Every year, PCSAO presents a variety of awards.

Because of the limitations of a virtual conference, we focused this year’s awards on professional agency staff, families, and young people. Nominations were made by children services agency staff, selections made, and awards presented prior to the conference. Each of the morning plenary sessions featured a summary of the awards; thank you to Kimberly Hall, director of the Ohio Department of Job and Family Services, for announcing the agency professionals awards, and to LeeAnne Cornyn, director of the Governor’s Office of Children’s Initiatives, for announcing the family and youth awards. Below you will find more information about each of these amazing awardees. Congratulations to all of our award winners!

Rising Up and Moving On

PCSAO’s Rising Up and Moving On awards recognize older youth and young adults who, despite their past trauma and time in foster care, have demonstrated resilience and success in life and education.

Cathryn, Lucas County

Catie

Catie is a recent graduate of Cornell University with a degree in applied economics and management, but her path to the Ivy League was not a typical one.
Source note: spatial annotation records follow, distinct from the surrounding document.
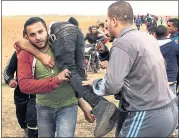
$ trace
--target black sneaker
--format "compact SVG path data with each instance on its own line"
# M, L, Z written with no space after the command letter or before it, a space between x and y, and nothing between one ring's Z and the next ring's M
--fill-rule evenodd
M117 119L117 112L115 111L115 104L104 100L100 100L93 108L92 112L96 117L95 137L102 137L113 129ZM113 116L114 113L115 115Z

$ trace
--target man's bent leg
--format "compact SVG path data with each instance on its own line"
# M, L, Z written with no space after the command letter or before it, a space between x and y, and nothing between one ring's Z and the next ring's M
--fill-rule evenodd
M36 104L39 137L55 137L55 109Z
M29 102L27 104L27 127L28 137L38 138L38 127L37 127L37 110L36 110L36 97L30 95Z
M55 55L57 66L60 69L67 68L71 71L70 85L77 93L77 97L83 97L83 99L86 100L92 108L94 108L93 113L95 114L97 120L95 136L103 136L103 133L106 132L102 131L106 131L110 118L115 112L116 106L105 100L103 97L94 94L91 86L82 86L83 78L81 78L79 75L80 73L77 71L77 53L75 53L80 46L81 48L84 46L82 45L84 40L78 40L79 33L80 32L76 30L76 28L66 29L65 31L61 30L56 36L57 40L51 44L51 47ZM78 44L78 41L81 42L81 44ZM83 64L83 55L81 56L81 59L81 64Z
M56 111L57 137L75 137L78 104Z

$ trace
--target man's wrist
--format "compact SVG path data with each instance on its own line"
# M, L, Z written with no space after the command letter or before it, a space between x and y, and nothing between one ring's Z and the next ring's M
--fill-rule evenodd
M44 58L44 53L39 52L36 56L39 60L42 60Z

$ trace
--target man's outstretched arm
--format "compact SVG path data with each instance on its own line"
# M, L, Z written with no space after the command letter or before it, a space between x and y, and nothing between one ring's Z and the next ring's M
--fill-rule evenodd
M18 58L18 83L20 90L26 94L49 93L56 89L61 81L68 80L68 71L64 70L55 77L35 80L32 61L27 51L22 51Z

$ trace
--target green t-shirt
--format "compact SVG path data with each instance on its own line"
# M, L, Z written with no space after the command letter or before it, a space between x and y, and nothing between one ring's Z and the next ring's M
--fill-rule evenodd
M48 55L54 57L51 49L47 51ZM36 79L43 79L50 76L56 76L62 70L58 69L57 66L53 69L47 69L40 60L37 59L35 66L35 77ZM37 94L36 95L37 104L48 106L52 108L59 108L70 106L78 102L75 96L75 92L68 82L63 81L59 87L50 93Z

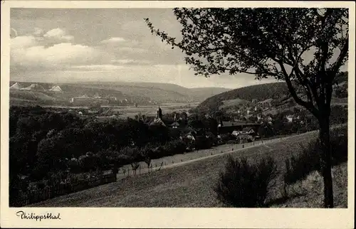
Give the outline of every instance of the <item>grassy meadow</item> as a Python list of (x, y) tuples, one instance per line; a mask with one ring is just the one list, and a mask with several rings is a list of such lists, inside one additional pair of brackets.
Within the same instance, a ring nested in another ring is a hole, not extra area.
[[(283, 171), (284, 159), (298, 154), (301, 146), (318, 137), (318, 132), (276, 139), (263, 144), (230, 153), (216, 154), (192, 161), (167, 166), (164, 169), (128, 178), (117, 182), (60, 196), (29, 207), (224, 207), (216, 198), (213, 186), (219, 172), (224, 169), (226, 156), (244, 156), (255, 161), (267, 156), (278, 162)], [(220, 146), (219, 147), (226, 147)], [(345, 169), (346, 168), (346, 169)], [(334, 168), (335, 206), (345, 207), (347, 192), (347, 165)], [(304, 182), (303, 191), (298, 184), (293, 188), (294, 197), (279, 203), (281, 177), (276, 179), (276, 188), (268, 197), (271, 207), (322, 208), (321, 179), (317, 173), (310, 174)], [(310, 189), (310, 190), (309, 190)], [(309, 191), (308, 191), (309, 190)], [(313, 190), (313, 192), (310, 191)], [(312, 199), (310, 199), (312, 198)], [(308, 203), (307, 203), (308, 202)]]

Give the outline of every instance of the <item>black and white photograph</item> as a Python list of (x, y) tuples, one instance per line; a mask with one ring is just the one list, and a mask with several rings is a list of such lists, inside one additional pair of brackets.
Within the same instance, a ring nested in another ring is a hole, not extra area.
[[(34, 219), (37, 208), (353, 211), (355, 4), (98, 4), (10, 7), (1, 25), (1, 200), (6, 188), (14, 217)], [(59, 217), (51, 214), (38, 218)]]

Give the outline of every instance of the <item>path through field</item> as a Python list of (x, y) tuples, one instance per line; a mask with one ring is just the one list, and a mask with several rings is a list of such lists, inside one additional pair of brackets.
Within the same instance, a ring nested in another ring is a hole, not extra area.
[(206, 155), (170, 165), (161, 171), (59, 196), (29, 207), (221, 207), (213, 186), (219, 173), (224, 168), (226, 154), (244, 156), (251, 161), (269, 155), (281, 166), (286, 156), (298, 153), (300, 144), (317, 137), (317, 132), (308, 132), (223, 154)]

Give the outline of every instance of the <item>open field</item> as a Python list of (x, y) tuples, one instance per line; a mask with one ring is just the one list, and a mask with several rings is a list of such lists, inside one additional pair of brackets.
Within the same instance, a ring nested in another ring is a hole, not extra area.
[[(332, 169), (333, 188), (335, 208), (347, 208), (347, 164), (343, 163)], [(323, 177), (316, 171), (293, 184), (289, 189), (290, 198), (274, 208), (315, 208), (323, 207)]]
[[(318, 132), (311, 132), (276, 139), (249, 148), (234, 150), (230, 154), (234, 156), (244, 156), (249, 160), (257, 160), (271, 155), (278, 161), (280, 170), (283, 171), (285, 158), (290, 154), (298, 154), (300, 144), (307, 144), (317, 136)], [(227, 154), (216, 154), (180, 165), (167, 166), (135, 179), (120, 180), (30, 206), (222, 207), (215, 198), (212, 186), (218, 179), (219, 171), (224, 168)], [(277, 186), (270, 193), (269, 198), (279, 197), (279, 187)], [(321, 207), (321, 205), (313, 207)]]
[[(194, 108), (198, 105), (197, 103), (165, 103), (159, 105), (159, 107), (162, 110), (163, 114), (172, 113), (173, 112), (188, 112), (188, 110)], [(138, 106), (137, 107), (135, 106), (130, 107), (115, 107), (112, 108), (114, 111), (117, 111), (120, 112), (120, 117), (134, 117), (135, 115), (138, 114), (141, 112), (143, 115), (147, 116), (155, 116), (157, 110), (158, 108), (157, 105), (152, 106)]]

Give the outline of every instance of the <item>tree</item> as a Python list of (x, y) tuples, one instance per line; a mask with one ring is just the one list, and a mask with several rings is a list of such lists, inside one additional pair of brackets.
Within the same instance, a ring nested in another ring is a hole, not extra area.
[(324, 206), (333, 208), (329, 117), (333, 85), (347, 60), (348, 10), (184, 8), (173, 13), (182, 26), (179, 42), (145, 21), (154, 35), (185, 53), (196, 75), (274, 77), (318, 119)]

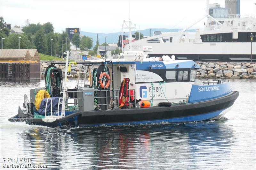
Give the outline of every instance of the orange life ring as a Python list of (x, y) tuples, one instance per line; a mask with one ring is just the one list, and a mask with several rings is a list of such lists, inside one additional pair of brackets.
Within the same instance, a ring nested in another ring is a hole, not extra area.
[[(102, 78), (103, 77), (106, 76), (107, 78), (107, 83), (105, 83), (104, 85), (103, 83), (103, 81), (102, 81)], [(110, 85), (110, 77), (108, 74), (105, 72), (101, 72), (100, 73), (100, 78), (99, 78), (99, 81), (100, 83), (100, 87), (103, 89), (107, 89)]]

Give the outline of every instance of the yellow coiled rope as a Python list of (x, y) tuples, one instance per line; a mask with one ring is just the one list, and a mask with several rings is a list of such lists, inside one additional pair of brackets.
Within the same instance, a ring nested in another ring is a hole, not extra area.
[(46, 90), (39, 90), (36, 94), (36, 99), (35, 99), (35, 105), (36, 105), (36, 108), (38, 110), (40, 107), (40, 104), (42, 100), (45, 98), (50, 98), (51, 97), (50, 95)]

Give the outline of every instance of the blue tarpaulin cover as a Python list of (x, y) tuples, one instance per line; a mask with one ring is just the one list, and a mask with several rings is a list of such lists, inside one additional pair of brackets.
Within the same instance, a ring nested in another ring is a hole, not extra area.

Catie spent time in treatment foster care when she was 15 and again when she was 17. The staff at Lucas County Children Services (LCCS), who saw Catie’s potential, had a hand in her success. Catie graduated from high school, emancipated from foster care in 2013 and enrolled at the University of Toledo, but she dropped out as she still battled old traumas from her time in foster care.

Eventually, Catie reached a low point and decided she wanted to change her life. She was homeless at the time but was determined to finish college. She started classes again in North Carolina and then returned to Toledo, where she continued her studies at Owens Community College. She graduated with honors in 2018 with an associate’s degree in business. From there, she was offered full scholarships at Wayne State University, The Ohio State University and Cornell University. She chose the Ivy League.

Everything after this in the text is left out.